The first story, City of Glass, features a detective-fiction writer become private investigator who descends into madness as he becomes embroiled in a case. It explores layers of identity and reality, from Paul Auster the writer of the novel to the unnamed "author" who reports the events as reality to "Paul Auster the writer", a character in the story, to "Paul Auster the detective", who may or may not exist in the novel, to Peter Stillman the younger to Peter Stillman the elder and, finally, to Daniel Quinn, protagonist.
The second story, Ghosts, is about a private eye called Blue, trained by Brown, who is investigating a man named Black on Orange Street for a client named White. Blue writes written reports to White who in turn pays him for his work. Blue becomes frustrated and loses himself as he becomes immersed in the life of Black.
The Locked Room is the story of a writer who lacks the creativity to produce fiction. Fanshawe,[1] his childhood friend, has produced creative work, and when he disappears the writer publishes his work and replaces him in his family. The title is a reference to a "locked room mystery", a popular form of early detective fiction.
City of Glass was adapted in 1994 into a critically acclaimed experimental graphic novel by Paul Karasik and David Mazzucchelli. It was published as City of Glass: A Graphic Mystery in 2004.
In 2009, Audible.com produced an audio version of The New York Trilogy, narrated by Joe Barrett, as part of its Modern Vanguard line of audiobooks.
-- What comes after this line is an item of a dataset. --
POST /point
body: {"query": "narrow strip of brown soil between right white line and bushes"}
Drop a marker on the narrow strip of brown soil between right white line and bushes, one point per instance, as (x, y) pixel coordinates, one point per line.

City of Glass is referenced in the 2001 video game Metal Gear Solid 2: Sons of Liberty, which contains a character named Peter Stillman.[2] The reference has been further confirmed by the game's early design documentation, which revealed other characters named after Quinn and his aliases that were not included in the final version of the game. The references are thematically appropriate, as the game also exploits metafictional issues in questioning the relationship between the player of a video game and the protagonist of the game itself.